Dolores was well aware of what guaranteed her safety from more vigorous advances on his part. It was her land. He wanted her, but he wanted Torrejoncillo more, before she could marry and perhaps put it forever from his reach. He had a clever method of finally levering it from her, she acknowledged ruefully, as the specter of the debit figures rose before her eyes. But he preferred to treat her most respectfully at the moment so she would entertain no other buyers.
Dolores had wanted so much to tell all this to that dimwitted Francisco de Mendoza, to tell him that she was guilty only of greed and not of whorishness, that she had never given herself to the Duke or to anyone but him, anyone. But the lout had refused to hear, he preferred to think ill of her. And his heart was elsewhere. Angrily she pulled away a yellowed leaf from the vine climbing her tiled balcony. To him, His Excellence with the real pedigree, she would never be anything more than a masquerading guttersnipe.

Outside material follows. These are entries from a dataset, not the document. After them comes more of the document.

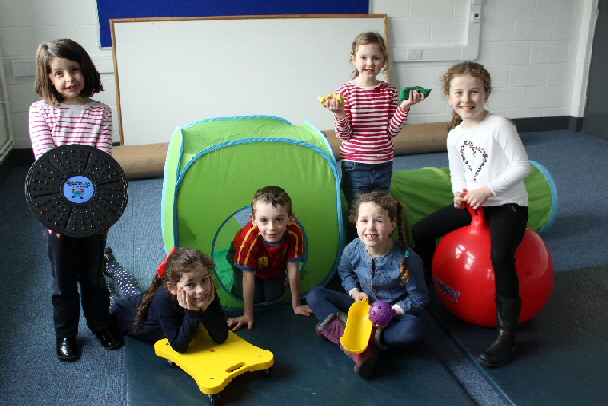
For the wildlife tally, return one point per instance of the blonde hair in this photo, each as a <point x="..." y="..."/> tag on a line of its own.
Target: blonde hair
<point x="473" y="69"/>
<point x="394" y="209"/>
<point x="370" y="38"/>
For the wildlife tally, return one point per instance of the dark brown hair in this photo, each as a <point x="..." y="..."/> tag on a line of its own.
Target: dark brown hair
<point x="183" y="260"/>
<point x="70" y="50"/>
<point x="395" y="213"/>
<point x="370" y="38"/>
<point x="273" y="195"/>
<point x="473" y="69"/>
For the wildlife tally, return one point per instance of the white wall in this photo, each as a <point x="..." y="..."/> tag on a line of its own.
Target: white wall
<point x="537" y="51"/>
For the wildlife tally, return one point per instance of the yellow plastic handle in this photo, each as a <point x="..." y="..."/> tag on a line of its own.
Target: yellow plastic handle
<point x="358" y="328"/>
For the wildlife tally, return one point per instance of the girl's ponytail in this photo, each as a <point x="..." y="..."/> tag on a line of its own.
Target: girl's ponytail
<point x="142" y="311"/>
<point x="456" y="120"/>
<point x="404" y="272"/>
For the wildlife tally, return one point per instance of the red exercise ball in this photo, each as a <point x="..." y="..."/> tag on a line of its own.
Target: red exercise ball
<point x="463" y="274"/>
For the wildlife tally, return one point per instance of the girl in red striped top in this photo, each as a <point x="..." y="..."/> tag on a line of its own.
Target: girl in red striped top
<point x="369" y="119"/>
<point x="66" y="78"/>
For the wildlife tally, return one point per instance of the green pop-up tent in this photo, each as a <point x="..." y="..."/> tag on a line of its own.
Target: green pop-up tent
<point x="215" y="166"/>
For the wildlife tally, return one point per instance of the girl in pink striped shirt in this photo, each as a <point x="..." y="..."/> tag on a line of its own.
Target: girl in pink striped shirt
<point x="66" y="78"/>
<point x="368" y="121"/>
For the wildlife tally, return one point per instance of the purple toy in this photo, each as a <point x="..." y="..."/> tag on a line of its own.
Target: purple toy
<point x="381" y="312"/>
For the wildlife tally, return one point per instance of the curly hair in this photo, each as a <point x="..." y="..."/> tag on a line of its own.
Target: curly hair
<point x="182" y="261"/>
<point x="473" y="69"/>
<point x="70" y="50"/>
<point x="370" y="38"/>
<point x="395" y="213"/>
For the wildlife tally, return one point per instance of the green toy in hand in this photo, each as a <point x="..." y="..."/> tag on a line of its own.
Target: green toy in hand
<point x="405" y="92"/>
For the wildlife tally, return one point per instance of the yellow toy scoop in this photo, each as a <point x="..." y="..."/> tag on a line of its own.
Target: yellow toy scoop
<point x="323" y="100"/>
<point x="358" y="328"/>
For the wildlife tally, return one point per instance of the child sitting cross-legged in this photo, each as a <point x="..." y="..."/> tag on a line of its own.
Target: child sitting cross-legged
<point x="377" y="268"/>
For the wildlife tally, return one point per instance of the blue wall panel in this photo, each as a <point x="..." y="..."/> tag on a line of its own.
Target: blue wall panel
<point x="109" y="9"/>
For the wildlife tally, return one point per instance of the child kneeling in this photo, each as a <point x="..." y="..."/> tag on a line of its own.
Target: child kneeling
<point x="377" y="268"/>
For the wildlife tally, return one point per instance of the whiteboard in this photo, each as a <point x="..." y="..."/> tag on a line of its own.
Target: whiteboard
<point x="172" y="72"/>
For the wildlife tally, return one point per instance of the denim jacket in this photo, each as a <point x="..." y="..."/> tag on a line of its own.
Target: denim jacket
<point x="379" y="278"/>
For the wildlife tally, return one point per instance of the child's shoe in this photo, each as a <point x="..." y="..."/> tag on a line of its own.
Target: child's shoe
<point x="332" y="328"/>
<point x="109" y="260"/>
<point x="67" y="349"/>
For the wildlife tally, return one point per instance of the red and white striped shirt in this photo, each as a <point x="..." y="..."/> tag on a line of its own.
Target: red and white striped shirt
<point x="87" y="124"/>
<point x="373" y="119"/>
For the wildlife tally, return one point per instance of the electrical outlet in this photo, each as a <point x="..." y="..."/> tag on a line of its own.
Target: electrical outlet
<point x="414" y="54"/>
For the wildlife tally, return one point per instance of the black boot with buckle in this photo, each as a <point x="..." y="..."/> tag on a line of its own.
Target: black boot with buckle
<point x="497" y="353"/>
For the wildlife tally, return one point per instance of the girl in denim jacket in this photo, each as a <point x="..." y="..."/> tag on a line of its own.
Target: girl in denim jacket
<point x="375" y="267"/>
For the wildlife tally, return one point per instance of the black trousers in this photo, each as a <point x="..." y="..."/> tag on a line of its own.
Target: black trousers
<point x="74" y="261"/>
<point x="507" y="227"/>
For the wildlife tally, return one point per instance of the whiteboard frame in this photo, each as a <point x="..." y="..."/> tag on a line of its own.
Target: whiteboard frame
<point x="152" y="101"/>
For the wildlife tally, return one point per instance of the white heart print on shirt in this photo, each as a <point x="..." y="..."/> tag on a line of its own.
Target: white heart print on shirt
<point x="473" y="157"/>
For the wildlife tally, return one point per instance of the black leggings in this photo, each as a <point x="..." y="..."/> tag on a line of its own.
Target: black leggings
<point x="507" y="228"/>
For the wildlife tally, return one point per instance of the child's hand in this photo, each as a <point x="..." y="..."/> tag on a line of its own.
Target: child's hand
<point x="359" y="296"/>
<point x="384" y="325"/>
<point x="335" y="107"/>
<point x="459" y="199"/>
<point x="209" y="297"/>
<point x="303" y="310"/>
<point x="477" y="197"/>
<point x="185" y="300"/>
<point x="415" y="98"/>
<point x="239" y="322"/>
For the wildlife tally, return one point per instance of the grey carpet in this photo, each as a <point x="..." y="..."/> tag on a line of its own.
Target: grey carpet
<point x="31" y="375"/>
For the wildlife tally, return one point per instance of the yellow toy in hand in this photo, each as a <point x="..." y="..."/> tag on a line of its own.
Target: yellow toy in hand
<point x="336" y="96"/>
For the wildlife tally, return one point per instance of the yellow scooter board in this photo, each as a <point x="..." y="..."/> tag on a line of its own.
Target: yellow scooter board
<point x="214" y="365"/>
<point x="358" y="328"/>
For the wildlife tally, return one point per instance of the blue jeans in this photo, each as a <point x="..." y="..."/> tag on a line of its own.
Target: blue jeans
<point x="360" y="178"/>
<point x="402" y="330"/>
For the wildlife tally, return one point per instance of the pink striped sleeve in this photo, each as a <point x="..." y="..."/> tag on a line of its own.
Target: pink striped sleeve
<point x="40" y="132"/>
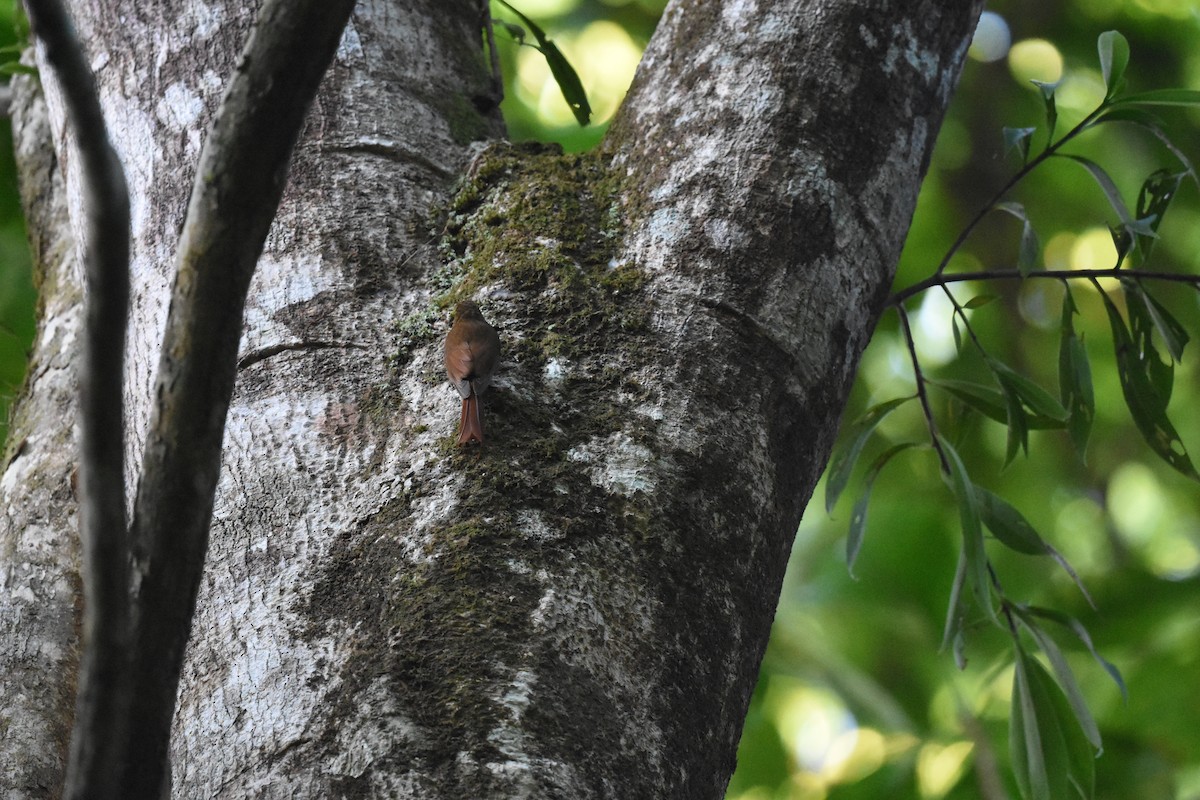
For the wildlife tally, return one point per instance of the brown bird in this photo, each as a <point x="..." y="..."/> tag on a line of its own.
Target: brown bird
<point x="473" y="349"/>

Her mind drifted back to Baza after that wild and painful ride from the Moors. Francho had visited her that same night after the Spanish forces had routed the marauders, striding into her chamber escorted by Pulgar and de la Cueva. She was reclining in her bed upon a great heap of pillows, fussed over by Engracia and some of the Queen's ladies, including Doña Luisa, who immediately commenced coquetting mercilessly with the bashful Pulgar. Francho's intention to keep people between them was hardly necessary that night since her ribs were bound up so tight she could barely breathe and only lying very still eased her, along with the potion she had been given that made her lightheaded. She was pleased, anyhow, to note the troubled concern behind his blue gaze as his eyes swept her buffeted face and the bulk of bindings about her middle, which her smocklike gown did not hide.